Alguém, em parecer, disse que a extradição poderia ser negada com base no art.3º, item I, letra “f”, do tratado de extradição, assim redigido: “se a parte requerida tiver razões ponderáveis para supor que a pessoa reclamada será submetida a atos de perseguição e discriminação por motivo de raça, religião, sexo, nacionalidade, língua, opinião política, condição social ou pessoal; ou que sua situação possa ser agravada por um dos elementos antes mencionados”.

Essa cláusula é ampla demais. Nela cabe tudo, inclusive uma soma de pretextos pueris para o descumprimento do tratado. A hipótese de “perseguição” na cadeia seria difícil de ocorrer porque o caso de Battisti despertou tanta atenção internacional que a vigilância da mídia logo denunciaria qualquer abuso carcerário. E se Battisti for, como alega, inocente das quatro mortes pelas quais foi condenado, uma ação rescisória — no Brasil, aquela que pode ser movida quando é possível provar que a condenação foi injusta — poderá inocenta-lo. E em um futuro governo, mais de esquerda, pode ocorrer um indulto.

Ao escrever estas linhas sinto, por vezes, alguma dúvida se deveria escrever o que escrevi. Isso, por mero sentimento de caridade, não por espírito de justiça.

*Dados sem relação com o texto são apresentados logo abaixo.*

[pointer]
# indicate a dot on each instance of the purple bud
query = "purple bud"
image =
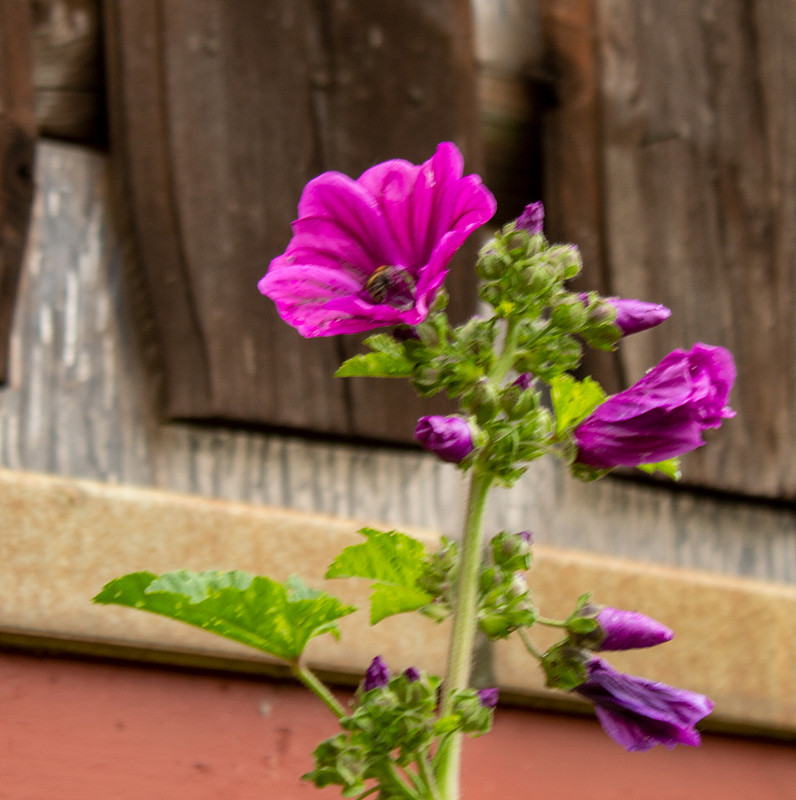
(626, 630)
(633, 316)
(412, 674)
(488, 697)
(377, 675)
(532, 219)
(449, 438)
(524, 381)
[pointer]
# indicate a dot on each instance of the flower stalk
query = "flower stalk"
(457, 675)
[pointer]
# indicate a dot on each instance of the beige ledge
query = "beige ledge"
(61, 540)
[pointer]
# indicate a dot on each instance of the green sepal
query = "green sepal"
(573, 400)
(388, 359)
(278, 619)
(395, 562)
(670, 468)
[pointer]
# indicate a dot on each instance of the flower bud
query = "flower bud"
(626, 630)
(488, 697)
(631, 316)
(531, 219)
(450, 438)
(377, 675)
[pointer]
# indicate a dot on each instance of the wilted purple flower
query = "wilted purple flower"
(412, 674)
(638, 714)
(633, 316)
(626, 630)
(531, 219)
(374, 251)
(488, 697)
(377, 675)
(662, 415)
(448, 437)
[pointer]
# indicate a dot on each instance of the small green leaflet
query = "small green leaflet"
(670, 468)
(388, 360)
(573, 400)
(276, 618)
(394, 561)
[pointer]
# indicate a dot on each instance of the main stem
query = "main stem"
(460, 653)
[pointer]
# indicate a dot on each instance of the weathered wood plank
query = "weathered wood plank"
(698, 130)
(68, 70)
(81, 406)
(17, 135)
(221, 112)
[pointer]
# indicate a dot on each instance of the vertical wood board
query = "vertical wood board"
(221, 112)
(17, 135)
(680, 187)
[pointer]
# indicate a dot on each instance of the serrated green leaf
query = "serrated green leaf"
(394, 561)
(670, 468)
(375, 365)
(573, 400)
(257, 611)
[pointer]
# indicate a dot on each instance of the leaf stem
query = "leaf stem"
(462, 639)
(313, 683)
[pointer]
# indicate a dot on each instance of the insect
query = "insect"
(391, 285)
(379, 283)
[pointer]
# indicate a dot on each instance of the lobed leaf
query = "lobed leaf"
(395, 562)
(278, 619)
(573, 400)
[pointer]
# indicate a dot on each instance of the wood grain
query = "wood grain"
(672, 162)
(17, 134)
(68, 70)
(82, 406)
(221, 112)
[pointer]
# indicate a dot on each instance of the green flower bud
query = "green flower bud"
(569, 314)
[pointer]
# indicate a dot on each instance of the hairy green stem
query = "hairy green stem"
(311, 681)
(460, 652)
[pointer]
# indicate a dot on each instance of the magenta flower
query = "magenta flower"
(375, 251)
(377, 675)
(638, 714)
(633, 316)
(662, 415)
(531, 219)
(626, 630)
(450, 438)
(488, 698)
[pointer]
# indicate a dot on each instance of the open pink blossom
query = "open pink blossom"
(374, 251)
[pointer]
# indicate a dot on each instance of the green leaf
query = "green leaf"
(276, 618)
(395, 562)
(573, 400)
(670, 468)
(389, 359)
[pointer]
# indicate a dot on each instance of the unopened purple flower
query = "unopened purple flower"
(377, 675)
(531, 219)
(450, 438)
(412, 674)
(638, 714)
(633, 316)
(662, 415)
(374, 251)
(626, 630)
(488, 697)
(523, 381)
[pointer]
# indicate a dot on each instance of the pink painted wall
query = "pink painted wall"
(82, 730)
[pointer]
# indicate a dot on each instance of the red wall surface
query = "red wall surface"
(83, 730)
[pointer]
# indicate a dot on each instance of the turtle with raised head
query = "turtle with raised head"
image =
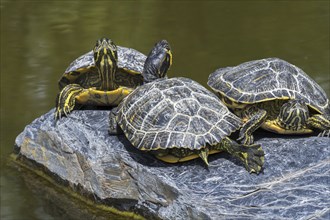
(177, 119)
(274, 95)
(101, 77)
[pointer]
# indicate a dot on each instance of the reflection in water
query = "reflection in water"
(39, 39)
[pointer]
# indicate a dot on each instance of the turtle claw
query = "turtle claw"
(253, 158)
(325, 133)
(246, 139)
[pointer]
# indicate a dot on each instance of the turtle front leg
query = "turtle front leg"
(114, 128)
(252, 156)
(256, 117)
(65, 101)
(320, 122)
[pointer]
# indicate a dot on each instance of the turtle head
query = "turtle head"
(158, 62)
(106, 58)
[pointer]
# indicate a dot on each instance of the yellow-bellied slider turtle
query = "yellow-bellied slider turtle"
(177, 119)
(103, 76)
(275, 95)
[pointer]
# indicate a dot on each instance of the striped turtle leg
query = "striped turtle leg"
(256, 117)
(114, 128)
(320, 122)
(65, 101)
(252, 156)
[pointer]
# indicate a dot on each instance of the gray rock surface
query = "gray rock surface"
(295, 183)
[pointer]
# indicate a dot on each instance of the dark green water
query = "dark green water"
(40, 38)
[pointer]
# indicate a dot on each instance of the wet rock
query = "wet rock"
(79, 152)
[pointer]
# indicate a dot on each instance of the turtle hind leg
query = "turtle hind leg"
(65, 101)
(252, 156)
(320, 122)
(256, 118)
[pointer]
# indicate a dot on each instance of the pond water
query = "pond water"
(39, 39)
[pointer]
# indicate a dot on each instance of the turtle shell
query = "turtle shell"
(268, 79)
(176, 112)
(83, 71)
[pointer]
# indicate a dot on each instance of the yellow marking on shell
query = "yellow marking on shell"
(259, 78)
(130, 71)
(272, 126)
(242, 104)
(173, 159)
(103, 98)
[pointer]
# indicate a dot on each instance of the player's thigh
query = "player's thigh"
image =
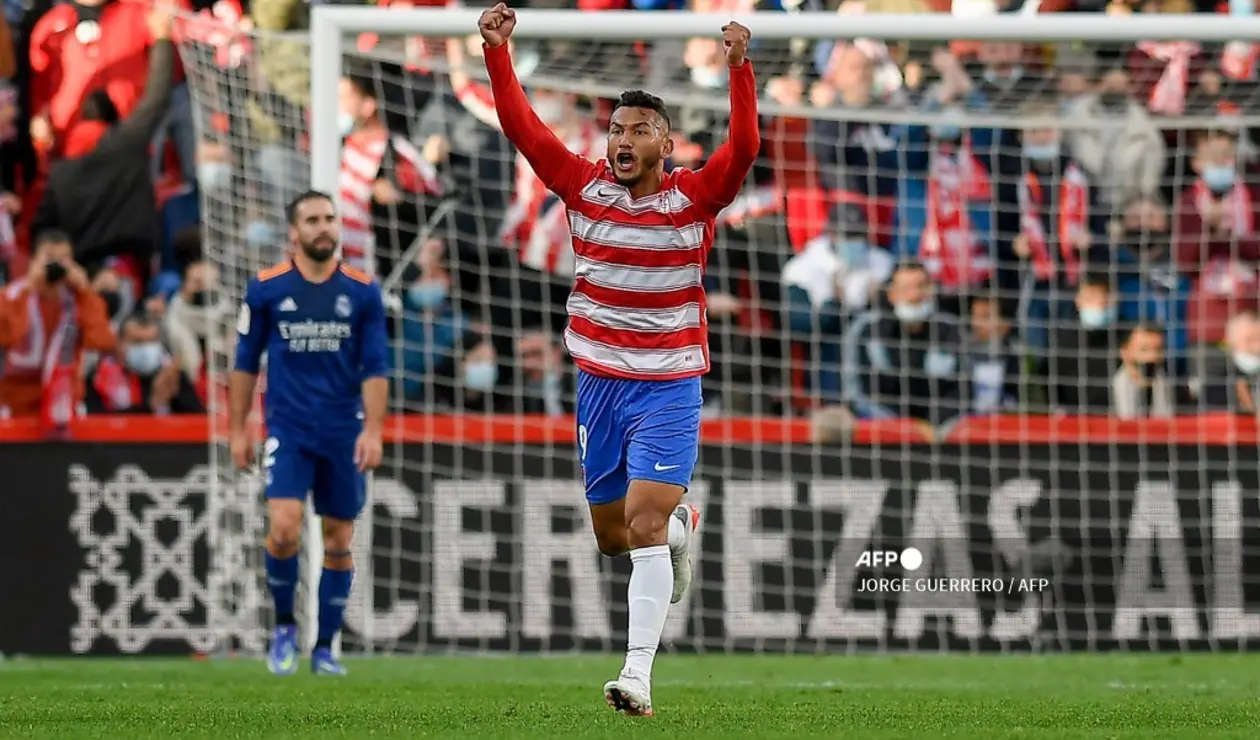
(339, 489)
(663, 440)
(287, 467)
(338, 537)
(600, 440)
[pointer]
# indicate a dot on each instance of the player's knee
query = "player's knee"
(647, 527)
(284, 537)
(338, 535)
(612, 541)
(338, 560)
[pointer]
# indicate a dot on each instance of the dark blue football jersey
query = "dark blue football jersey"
(321, 341)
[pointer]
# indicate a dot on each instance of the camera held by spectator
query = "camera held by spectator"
(140, 377)
(47, 320)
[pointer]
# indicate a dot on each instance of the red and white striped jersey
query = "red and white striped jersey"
(638, 303)
(362, 158)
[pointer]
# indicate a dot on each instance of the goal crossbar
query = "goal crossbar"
(332, 24)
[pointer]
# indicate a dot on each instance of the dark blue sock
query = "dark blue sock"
(334, 589)
(282, 576)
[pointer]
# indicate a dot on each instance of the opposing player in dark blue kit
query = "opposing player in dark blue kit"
(321, 325)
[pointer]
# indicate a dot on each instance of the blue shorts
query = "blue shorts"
(295, 465)
(636, 430)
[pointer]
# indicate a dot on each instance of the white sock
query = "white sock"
(677, 532)
(652, 583)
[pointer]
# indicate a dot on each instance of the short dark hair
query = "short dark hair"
(910, 266)
(291, 211)
(1144, 328)
(639, 98)
(52, 236)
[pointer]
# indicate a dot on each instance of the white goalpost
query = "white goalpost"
(475, 537)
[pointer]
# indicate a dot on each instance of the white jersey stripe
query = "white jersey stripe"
(643, 362)
(636, 237)
(684, 317)
(638, 279)
(611, 194)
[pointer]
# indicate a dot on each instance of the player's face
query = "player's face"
(315, 230)
(638, 144)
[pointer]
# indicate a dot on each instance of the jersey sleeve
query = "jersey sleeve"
(723, 174)
(376, 342)
(253, 328)
(560, 169)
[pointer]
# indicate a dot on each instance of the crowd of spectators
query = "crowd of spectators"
(931, 231)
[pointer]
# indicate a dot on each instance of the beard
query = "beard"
(319, 250)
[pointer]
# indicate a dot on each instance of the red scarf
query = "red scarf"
(119, 390)
(1168, 95)
(1240, 218)
(1074, 206)
(949, 246)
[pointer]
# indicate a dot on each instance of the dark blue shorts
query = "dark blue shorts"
(636, 430)
(295, 465)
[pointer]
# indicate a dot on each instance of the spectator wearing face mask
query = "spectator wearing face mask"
(1125, 153)
(432, 328)
(141, 377)
(1216, 238)
(1082, 352)
(1048, 223)
(906, 362)
(387, 184)
(47, 320)
(102, 192)
(993, 359)
(857, 160)
(1149, 285)
(832, 280)
(536, 227)
(1234, 381)
(1140, 388)
(478, 381)
(190, 315)
(546, 387)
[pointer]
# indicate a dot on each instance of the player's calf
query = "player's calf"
(609, 521)
(649, 508)
(334, 590)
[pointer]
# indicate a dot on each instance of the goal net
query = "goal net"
(1042, 436)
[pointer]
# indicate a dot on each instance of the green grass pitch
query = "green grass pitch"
(696, 699)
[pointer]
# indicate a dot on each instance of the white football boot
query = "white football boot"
(681, 556)
(629, 695)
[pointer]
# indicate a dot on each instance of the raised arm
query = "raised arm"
(723, 174)
(560, 169)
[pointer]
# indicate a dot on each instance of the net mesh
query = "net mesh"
(1041, 185)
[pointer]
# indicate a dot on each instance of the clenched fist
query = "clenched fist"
(497, 24)
(735, 38)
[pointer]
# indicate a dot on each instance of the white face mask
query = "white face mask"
(145, 358)
(1248, 363)
(914, 313)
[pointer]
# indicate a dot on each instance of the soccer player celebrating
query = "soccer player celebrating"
(323, 327)
(638, 328)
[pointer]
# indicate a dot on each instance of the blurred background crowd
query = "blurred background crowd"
(931, 231)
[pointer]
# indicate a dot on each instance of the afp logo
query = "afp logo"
(909, 559)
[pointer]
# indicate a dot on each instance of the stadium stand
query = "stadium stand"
(1125, 254)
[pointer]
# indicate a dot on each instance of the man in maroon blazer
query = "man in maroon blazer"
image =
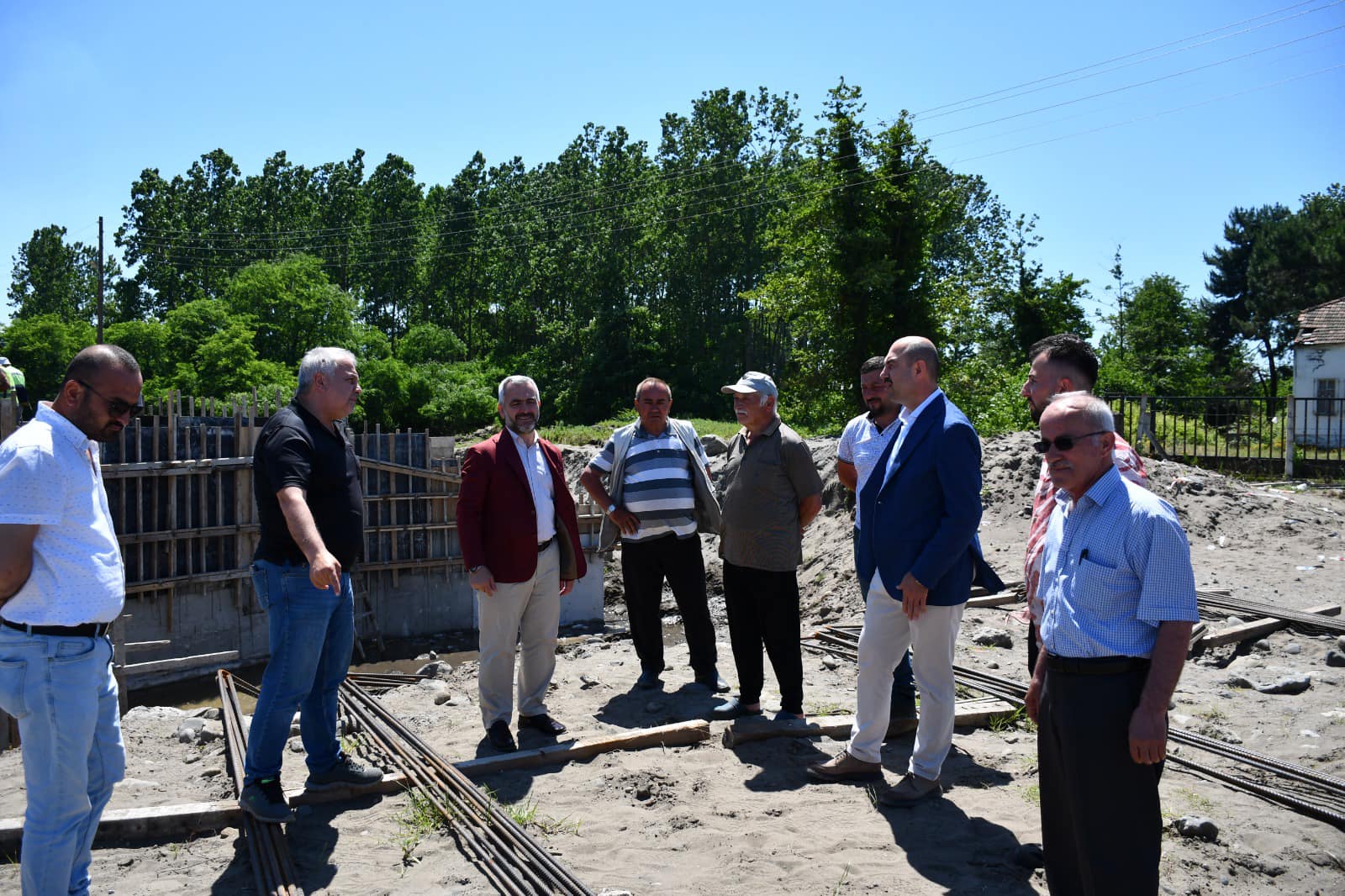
(521, 544)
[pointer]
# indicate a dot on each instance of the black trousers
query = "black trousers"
(1100, 822)
(764, 611)
(645, 566)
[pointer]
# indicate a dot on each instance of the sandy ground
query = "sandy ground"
(709, 820)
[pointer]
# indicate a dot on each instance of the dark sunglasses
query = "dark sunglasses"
(116, 407)
(1063, 443)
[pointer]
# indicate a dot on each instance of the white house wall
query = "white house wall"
(1311, 365)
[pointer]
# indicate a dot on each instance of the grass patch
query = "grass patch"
(1212, 714)
(414, 824)
(525, 815)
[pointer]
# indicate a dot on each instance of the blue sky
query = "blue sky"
(92, 93)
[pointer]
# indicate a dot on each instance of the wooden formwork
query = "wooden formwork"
(179, 486)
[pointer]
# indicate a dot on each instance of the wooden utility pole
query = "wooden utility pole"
(100, 279)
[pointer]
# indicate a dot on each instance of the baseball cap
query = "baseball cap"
(752, 381)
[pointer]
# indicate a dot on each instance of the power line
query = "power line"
(1100, 71)
(799, 194)
(710, 167)
(1095, 65)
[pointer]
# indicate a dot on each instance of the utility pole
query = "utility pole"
(100, 277)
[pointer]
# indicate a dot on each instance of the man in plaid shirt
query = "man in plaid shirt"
(1060, 363)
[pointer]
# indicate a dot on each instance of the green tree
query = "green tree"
(54, 277)
(42, 346)
(293, 307)
(1165, 346)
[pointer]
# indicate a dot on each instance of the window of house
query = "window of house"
(1327, 403)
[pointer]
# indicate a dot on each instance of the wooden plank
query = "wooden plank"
(972, 714)
(181, 662)
(145, 645)
(1259, 627)
(999, 600)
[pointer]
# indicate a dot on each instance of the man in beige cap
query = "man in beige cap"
(771, 492)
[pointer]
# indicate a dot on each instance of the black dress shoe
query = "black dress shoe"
(544, 724)
(712, 681)
(501, 737)
(649, 680)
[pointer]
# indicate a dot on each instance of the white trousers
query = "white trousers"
(520, 611)
(887, 635)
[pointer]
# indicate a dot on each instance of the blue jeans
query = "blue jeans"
(69, 766)
(313, 634)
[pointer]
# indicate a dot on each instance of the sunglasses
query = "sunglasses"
(1063, 443)
(116, 407)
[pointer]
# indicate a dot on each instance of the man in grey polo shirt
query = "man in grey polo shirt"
(661, 495)
(61, 584)
(771, 493)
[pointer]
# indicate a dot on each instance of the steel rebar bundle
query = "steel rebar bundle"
(1298, 620)
(273, 871)
(511, 860)
(1324, 793)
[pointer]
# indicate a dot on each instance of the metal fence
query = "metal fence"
(1302, 437)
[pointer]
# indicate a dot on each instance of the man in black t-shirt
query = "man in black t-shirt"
(311, 512)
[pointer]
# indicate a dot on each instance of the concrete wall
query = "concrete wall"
(219, 616)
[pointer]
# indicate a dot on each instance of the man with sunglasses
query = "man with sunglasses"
(1118, 606)
(1062, 362)
(62, 584)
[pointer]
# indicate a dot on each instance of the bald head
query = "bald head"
(103, 358)
(912, 367)
(101, 392)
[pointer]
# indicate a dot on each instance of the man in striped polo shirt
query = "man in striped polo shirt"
(658, 497)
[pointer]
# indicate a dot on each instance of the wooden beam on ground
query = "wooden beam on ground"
(972, 714)
(674, 735)
(1259, 627)
(999, 600)
(188, 818)
(182, 662)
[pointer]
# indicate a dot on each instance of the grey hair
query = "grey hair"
(513, 381)
(652, 381)
(1095, 412)
(320, 361)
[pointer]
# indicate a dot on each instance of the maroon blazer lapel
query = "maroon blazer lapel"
(508, 452)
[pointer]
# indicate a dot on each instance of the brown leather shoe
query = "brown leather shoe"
(844, 767)
(911, 790)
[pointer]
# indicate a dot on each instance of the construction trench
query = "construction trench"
(670, 724)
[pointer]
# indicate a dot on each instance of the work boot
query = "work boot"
(266, 801)
(346, 772)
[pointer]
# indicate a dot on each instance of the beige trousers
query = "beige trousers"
(526, 613)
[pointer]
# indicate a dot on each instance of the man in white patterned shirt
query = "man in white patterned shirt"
(661, 498)
(1060, 363)
(61, 586)
(1118, 606)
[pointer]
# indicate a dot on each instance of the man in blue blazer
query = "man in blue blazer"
(920, 508)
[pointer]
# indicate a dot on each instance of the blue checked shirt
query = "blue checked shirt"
(1116, 566)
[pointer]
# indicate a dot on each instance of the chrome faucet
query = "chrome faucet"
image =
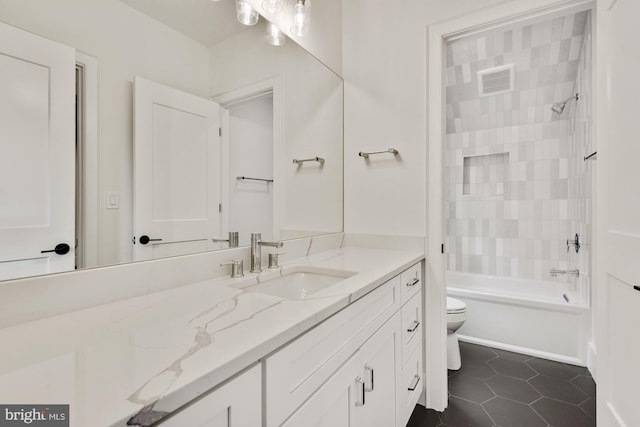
(256, 251)
(555, 272)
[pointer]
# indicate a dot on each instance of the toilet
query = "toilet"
(456, 315)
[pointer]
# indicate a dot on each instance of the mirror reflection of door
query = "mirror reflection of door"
(249, 138)
(37, 155)
(176, 172)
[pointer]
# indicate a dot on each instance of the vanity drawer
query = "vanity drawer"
(296, 371)
(411, 386)
(411, 280)
(411, 326)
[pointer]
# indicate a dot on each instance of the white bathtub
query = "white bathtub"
(543, 319)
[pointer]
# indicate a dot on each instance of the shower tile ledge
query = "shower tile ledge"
(164, 349)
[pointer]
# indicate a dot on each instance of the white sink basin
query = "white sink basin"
(297, 282)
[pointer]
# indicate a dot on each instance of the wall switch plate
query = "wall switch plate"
(113, 200)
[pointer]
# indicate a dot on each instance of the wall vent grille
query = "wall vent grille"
(497, 80)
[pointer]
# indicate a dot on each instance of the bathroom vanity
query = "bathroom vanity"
(238, 352)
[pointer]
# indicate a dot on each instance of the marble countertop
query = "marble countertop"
(154, 353)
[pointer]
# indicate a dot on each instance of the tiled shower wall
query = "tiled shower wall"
(518, 227)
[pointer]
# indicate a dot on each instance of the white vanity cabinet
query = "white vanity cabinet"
(362, 392)
(236, 403)
(355, 368)
(361, 367)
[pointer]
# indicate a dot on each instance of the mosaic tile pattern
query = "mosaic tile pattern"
(521, 229)
(499, 388)
(546, 57)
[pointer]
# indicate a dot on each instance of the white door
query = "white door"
(176, 172)
(37, 154)
(250, 141)
(618, 318)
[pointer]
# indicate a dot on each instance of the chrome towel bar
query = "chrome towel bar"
(366, 154)
(312, 159)
(246, 178)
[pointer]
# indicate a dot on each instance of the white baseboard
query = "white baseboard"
(592, 359)
(524, 350)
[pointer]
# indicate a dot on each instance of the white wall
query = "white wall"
(311, 119)
(385, 72)
(126, 43)
(324, 39)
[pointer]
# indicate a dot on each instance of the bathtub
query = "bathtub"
(543, 319)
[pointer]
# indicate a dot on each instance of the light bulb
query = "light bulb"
(246, 14)
(272, 6)
(301, 18)
(275, 37)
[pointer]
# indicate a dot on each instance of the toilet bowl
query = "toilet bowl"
(456, 315)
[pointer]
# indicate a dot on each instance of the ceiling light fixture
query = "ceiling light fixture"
(302, 17)
(246, 14)
(275, 37)
(273, 6)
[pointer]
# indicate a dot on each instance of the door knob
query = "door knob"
(144, 239)
(60, 249)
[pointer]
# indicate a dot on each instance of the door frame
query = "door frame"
(271, 86)
(88, 239)
(435, 296)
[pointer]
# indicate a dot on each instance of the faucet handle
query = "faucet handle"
(237, 267)
(232, 239)
(273, 259)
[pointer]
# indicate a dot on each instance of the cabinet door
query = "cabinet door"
(331, 405)
(362, 392)
(380, 365)
(234, 404)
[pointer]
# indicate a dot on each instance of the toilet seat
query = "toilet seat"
(455, 306)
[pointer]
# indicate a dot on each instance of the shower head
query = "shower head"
(558, 107)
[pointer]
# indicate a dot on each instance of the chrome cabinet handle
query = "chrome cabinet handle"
(415, 282)
(362, 390)
(370, 369)
(144, 239)
(414, 383)
(414, 327)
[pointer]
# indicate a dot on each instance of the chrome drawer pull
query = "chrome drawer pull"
(415, 326)
(414, 383)
(362, 396)
(415, 282)
(370, 369)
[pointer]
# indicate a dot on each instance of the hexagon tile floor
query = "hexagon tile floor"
(499, 388)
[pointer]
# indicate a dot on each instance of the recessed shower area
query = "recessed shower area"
(519, 163)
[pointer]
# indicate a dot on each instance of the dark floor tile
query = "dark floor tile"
(512, 368)
(461, 413)
(558, 389)
(511, 355)
(469, 388)
(559, 414)
(513, 388)
(555, 369)
(423, 417)
(476, 369)
(475, 352)
(586, 384)
(508, 413)
(589, 406)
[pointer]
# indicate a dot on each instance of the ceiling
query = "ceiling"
(206, 21)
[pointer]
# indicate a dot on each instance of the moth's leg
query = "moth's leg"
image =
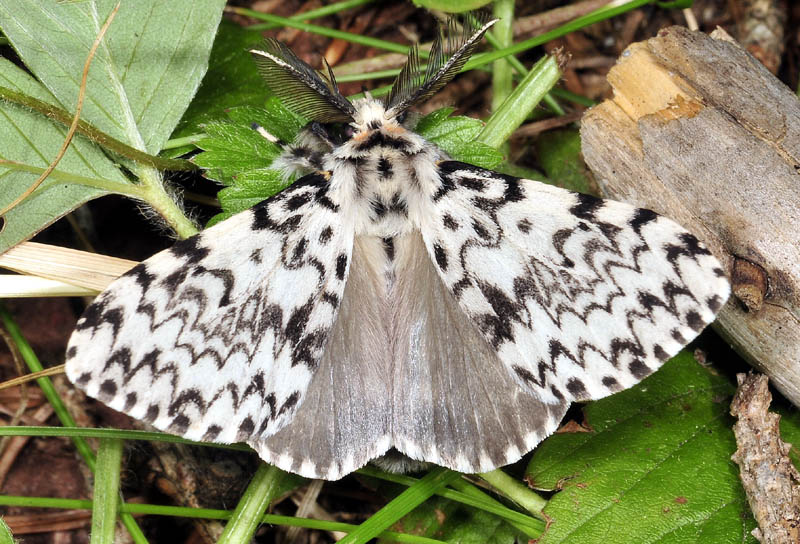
(301, 157)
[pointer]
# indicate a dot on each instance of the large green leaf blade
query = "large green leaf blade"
(145, 72)
(656, 467)
(32, 141)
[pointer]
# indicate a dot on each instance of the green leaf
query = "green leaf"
(268, 482)
(656, 466)
(401, 505)
(560, 156)
(273, 116)
(451, 6)
(446, 520)
(231, 80)
(143, 76)
(456, 137)
(106, 491)
(248, 189)
(231, 148)
(790, 430)
(32, 141)
(5, 533)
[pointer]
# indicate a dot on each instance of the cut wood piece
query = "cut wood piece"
(701, 132)
(79, 268)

Battisti já é outro homem, e a situação de foragido, por muitos anos, já deve ter sido uma forte punição psicológica. As vítimas que ele, tudo indica, matou, não podem retornar a vida. Uma delas, porém, está paralítica e não se conforma com a impunidade, o mesmo ocorrendo com os parentes dos assassinados. O essencial, porém, é opinar como qualquer cidadão que gosta de ver ordem no mundo e não como mero sentimental.

A rotina de se praticar crimes em um país e fugir para outro não deve ser estimulada, como acontecerá se mantida a negativa da extradição. O Brasil tem má reputação nessa área. Filmes em que simpáticos assaltantes de bancos escolhem, com suas amadas, países onde possam se instalar, para gozar a vida com o dinheiro roubado, costumam mencionar o Brasil como primeira hipótese. É a fama, desde o caso Ronald Biggs, um dos autores do famoso assalto ao trem-pagador. Ele era até uma “personalidade” de convívio cobiçado. Dizem que figuras da sociedade carioca pagavam um “x” para um almoço com a ilustre figura.

A motivação política dos eventuais ou comprovados homicídios não “santificam”, sempre, as mortes. Talvez, nos casos em exames, houve mera vingança contra algum desaforo, fugindo o fato da motivação política para transformar-se em rixa pessoal. Só a leitura dos autos esclareceria isso.

Finalmente, uma comparação elucidativa: se um cidadão brasileiro resolvesse assassinar, por motivos políticos, um parente do ex-presidente Lula, ou ele mesmo, ou algum ministro dele e conseguisse fugir para a Itália, lá obtendo o status de refugiado, o que diria o governo brasileiro contra o governo italiano, caso este negasse cumprimento ao tratado de extradição?

Tudo considerado, voltemos ao princípio: será salutar, ao Direito Internacional, que a Itália acione a Corte de Justiça Internacional, exigindo o cumprimento do tratado. Seria uma “sacudidela” jurídica com alguma possibilidade de criação de uma jurisprudência. Se, ao contrário, negado o acesso à Corte, os povos pelo menos ficarão sabendo, mais uma vez, como a justiça internacional está ainda excessivamente “travada”, exigindo que ela se ajuste melhor ao mundo em que vivemos. Não fosse a restrição do cerimonial, é possível que, inaugurada a aludida jurisprudência, os notáveis juízes que lá trabalhem, ovacionassem, de punho erguido, a benéfica ousadia.